A. Son et. al. were not illegally dismissed.
“A void contract is equivalent to nothing; it produces no civil effect; and it does not create, modify or extinguish a juridical relation.”
As early as in 1992, the requirement of a Master’s degree in the undergraduate program professor’s field of instruction has been in place, through DECS Order 92 (series of 1992, August 10, 1992) or the Revised Manual of Regulations for Private Schools. Article IX, Section 44, paragraph 1 (a) thereof provides that college faculty members must have a master’s degree in their field of instruction as a minimum qualification for teaching in a private educational institution and acquiring regular status therein.

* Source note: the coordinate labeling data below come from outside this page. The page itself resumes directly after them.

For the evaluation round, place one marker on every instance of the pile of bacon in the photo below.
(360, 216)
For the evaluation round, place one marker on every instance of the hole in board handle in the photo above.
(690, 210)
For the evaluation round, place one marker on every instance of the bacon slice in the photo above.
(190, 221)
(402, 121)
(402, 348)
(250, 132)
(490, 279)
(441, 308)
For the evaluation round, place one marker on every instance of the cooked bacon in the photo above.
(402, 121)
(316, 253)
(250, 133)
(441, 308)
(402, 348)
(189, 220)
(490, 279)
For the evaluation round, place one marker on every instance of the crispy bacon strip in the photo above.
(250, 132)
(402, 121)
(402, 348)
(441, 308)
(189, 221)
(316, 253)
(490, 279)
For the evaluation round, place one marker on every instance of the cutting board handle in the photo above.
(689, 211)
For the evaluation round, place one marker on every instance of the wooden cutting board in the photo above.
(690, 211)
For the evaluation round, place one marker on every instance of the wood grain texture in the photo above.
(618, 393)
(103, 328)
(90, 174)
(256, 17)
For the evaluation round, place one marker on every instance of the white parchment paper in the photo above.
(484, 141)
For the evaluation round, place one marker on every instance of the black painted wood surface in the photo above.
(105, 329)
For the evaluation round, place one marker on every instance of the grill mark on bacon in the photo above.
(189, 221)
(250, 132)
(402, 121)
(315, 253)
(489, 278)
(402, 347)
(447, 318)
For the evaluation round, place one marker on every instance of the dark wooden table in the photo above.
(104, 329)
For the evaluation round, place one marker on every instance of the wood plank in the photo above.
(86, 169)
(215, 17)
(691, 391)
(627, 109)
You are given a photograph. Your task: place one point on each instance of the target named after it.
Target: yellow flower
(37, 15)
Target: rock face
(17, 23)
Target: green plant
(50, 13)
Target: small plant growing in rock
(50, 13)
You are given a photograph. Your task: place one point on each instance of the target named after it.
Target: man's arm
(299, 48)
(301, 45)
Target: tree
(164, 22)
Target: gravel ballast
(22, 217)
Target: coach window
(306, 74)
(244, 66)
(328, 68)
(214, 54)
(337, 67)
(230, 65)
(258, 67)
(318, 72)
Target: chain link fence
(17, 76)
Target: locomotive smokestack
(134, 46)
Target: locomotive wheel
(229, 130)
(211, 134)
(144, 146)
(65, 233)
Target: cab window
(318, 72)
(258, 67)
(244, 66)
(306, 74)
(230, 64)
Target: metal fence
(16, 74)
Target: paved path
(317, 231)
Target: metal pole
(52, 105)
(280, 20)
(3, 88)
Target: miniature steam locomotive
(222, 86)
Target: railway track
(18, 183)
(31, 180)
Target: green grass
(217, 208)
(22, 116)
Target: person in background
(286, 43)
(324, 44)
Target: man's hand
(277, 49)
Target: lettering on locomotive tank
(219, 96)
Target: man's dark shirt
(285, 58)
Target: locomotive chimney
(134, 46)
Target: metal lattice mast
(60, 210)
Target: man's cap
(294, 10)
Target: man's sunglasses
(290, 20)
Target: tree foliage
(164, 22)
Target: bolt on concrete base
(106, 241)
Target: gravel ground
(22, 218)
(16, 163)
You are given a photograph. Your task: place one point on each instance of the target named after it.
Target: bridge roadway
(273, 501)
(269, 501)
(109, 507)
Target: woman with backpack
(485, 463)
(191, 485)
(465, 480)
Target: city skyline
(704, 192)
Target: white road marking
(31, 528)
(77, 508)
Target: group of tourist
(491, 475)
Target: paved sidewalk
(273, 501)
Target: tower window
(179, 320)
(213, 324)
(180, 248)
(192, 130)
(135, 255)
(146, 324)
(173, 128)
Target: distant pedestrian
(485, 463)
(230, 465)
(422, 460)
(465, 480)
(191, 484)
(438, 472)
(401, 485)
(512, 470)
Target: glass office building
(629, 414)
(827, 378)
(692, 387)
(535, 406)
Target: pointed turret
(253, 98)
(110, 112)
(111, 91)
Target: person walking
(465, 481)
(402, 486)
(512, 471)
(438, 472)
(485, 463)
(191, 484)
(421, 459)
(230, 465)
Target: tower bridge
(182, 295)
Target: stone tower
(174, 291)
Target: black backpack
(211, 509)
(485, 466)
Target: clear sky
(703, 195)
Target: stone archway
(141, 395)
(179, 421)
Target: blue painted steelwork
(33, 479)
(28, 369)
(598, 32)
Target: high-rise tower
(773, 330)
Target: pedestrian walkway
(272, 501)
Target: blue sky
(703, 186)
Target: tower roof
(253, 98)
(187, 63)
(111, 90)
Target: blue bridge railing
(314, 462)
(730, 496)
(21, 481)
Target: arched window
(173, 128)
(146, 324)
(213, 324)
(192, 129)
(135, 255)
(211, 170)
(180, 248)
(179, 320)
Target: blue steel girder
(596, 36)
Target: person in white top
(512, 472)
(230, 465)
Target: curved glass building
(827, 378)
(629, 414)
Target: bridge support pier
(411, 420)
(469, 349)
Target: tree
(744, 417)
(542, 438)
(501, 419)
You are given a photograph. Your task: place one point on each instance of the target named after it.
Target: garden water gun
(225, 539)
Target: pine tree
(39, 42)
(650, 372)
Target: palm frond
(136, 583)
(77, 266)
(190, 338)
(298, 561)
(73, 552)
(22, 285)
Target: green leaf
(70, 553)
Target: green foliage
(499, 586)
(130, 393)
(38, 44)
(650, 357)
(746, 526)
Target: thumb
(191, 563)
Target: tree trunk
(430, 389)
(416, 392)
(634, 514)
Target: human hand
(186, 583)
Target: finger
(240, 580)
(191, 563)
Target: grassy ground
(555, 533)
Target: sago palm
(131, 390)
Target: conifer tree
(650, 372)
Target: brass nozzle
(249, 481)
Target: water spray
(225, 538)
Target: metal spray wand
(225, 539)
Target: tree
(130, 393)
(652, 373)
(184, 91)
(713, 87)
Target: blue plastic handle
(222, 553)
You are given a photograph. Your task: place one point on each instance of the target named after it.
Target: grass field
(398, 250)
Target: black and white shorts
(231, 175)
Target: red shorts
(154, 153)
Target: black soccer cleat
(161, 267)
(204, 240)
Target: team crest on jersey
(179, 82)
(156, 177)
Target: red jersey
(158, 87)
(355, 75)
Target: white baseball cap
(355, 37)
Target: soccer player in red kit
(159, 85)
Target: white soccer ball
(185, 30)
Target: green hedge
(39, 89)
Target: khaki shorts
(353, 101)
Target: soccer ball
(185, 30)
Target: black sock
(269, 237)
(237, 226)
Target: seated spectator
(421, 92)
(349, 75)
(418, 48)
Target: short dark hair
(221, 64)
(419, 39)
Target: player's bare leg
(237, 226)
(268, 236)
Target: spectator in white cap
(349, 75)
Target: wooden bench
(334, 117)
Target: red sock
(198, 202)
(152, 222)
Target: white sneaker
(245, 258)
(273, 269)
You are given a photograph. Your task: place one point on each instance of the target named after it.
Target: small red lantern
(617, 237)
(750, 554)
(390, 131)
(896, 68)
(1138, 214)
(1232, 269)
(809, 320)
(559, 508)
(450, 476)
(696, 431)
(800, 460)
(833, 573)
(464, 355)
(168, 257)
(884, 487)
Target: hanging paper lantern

DECS Order 92, Series of 1992 was promulgated by the DECS in the exercise of its rule-making power as provided for under Section 70 of Batas Pambansa Blg. 232, otherwise known as the Education Act of 1982. As such, it has the force and effect of law. In University of the East v. Pepanio, the requirement of a masteral degree for tertiary education teachers was held to be not unreasonable but rather in accord with the public interest.
Thus, when the CBA was executed between the parties, they had no right to include therein the provision relative to the acquisition of tenure by default, because it is contrary to, and thus violative of the 1992 Revised Manual of Regulations for Private Schools that was in effect at the time. As such, said CBA provision is null and void, and can have no effect as between the parties. “A void contract is equivalent to nothing; it produces no civil effect; and it does not create, modify or extinguish a juridical relation.”
Under the Civil Code, Art. 1409. The following contracts are inexistent and void from the beginning:
“(1) Those whose cause, object or purpose is contrary to law, morals, good customs, public order or public policy;xxx”
B. UST is not estopped.
It cannot be said either that by agreeing to the tenure by default provision in the CBA, UST is deemed to be in estoppel or has waived the application of the requirement under CHED Memorandum Order No. 40-08. Such a waiver is precisely contrary to law.
“There could be no acquiescence – amounting to estoppel – with respect to acts which constitute a violation of law.” There could be no acquiescence – amounting to estoppel – with respect to acts which constitute a violation of law. “The doctrine of estoppel cannot operate to give effect to an act which is otherwise null and void or ultra vires.” “No estoppel can be predicated on an illegal act.”
See related case: University of the East v. Pepanio
A. A void contract is equivalent to nothing; it produces no civil effect; and it does not create, modify or extinguish a juridical relation.
B. The doctrine of estoppel cannot operate to give effect to an act which is otherwise null and void or ultra vires. No estoppel can be predicated on an illegal act.